There is no solution, just less bad solutions. My original aim, being young, was looking for a perfect solution where all would be looked after equitably, without anyone having to guess which people really needed help and which didn't. Now I realize that the original idea of Auckland Sheltered Workshops was better than simply handing welfare money out. I would collect the workers each morning in a van, they'd work all day at the Auckland Sheltered Workshops as best they could, then I'd deliver them home.
It was a really nice place to work. Some could do nearly nothing other than sit in a wheelchair and make various noises. Others could do a reasonable job of the various work that we got, all of it manual jobs of one sort or another. It was a happy place. We had lots of fun.
I have various family members and friends in various kinds of welfare. I pay heaps of tax which is filtered through the system, with much of the tax funding the filterers and plenty going to outright fraud, misappropriation and extras for friends of people in high places with the remainder getting to the people needing help.
For the unloved, murdered, and generally tortured infants and children, cutting off the free cash flow would see those babies and infants abandoned to somebody who does care enough to adopt them. Swarms of people are lined up waiting to adopt babies and infants whose mothers are unable or unwilling to care for them. Before welfare, babies were adopted by grandmothers or other family, Even when there was no easy contraception available, with hordes of unwanted pregnancies, often to unwed mothers, orphans and solo mothers got by [my grandparents being such orphans/solo mothered]. Now there are relatively few babies and relative wealth is enormous.
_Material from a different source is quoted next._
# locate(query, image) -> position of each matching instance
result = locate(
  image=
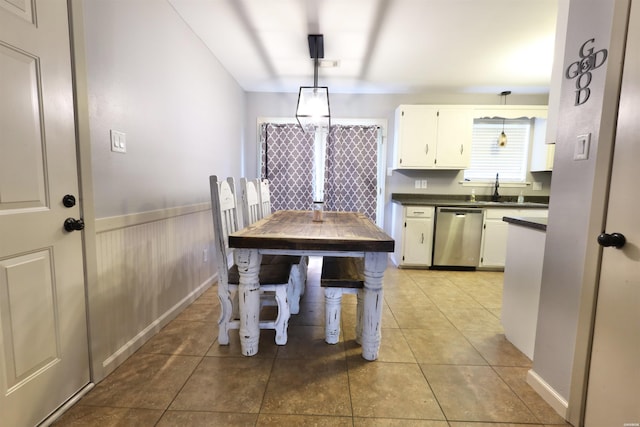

It isn't material possessions that children need.
In the modern world, used clothing is free. Nobody wears rags [other than as fashion items like Steve Jobs with deliberately ripped jeans].
Churches and other voluntary charitable people would look after any babies and children.
Young women would see the problems and be more circumspect about letting some loser put them in the welfare category. In NZ, many young minimum wage women have chosen to have babies as a lifestyle option, without bothering with the father. It does not surprise me that the state does not make a good father.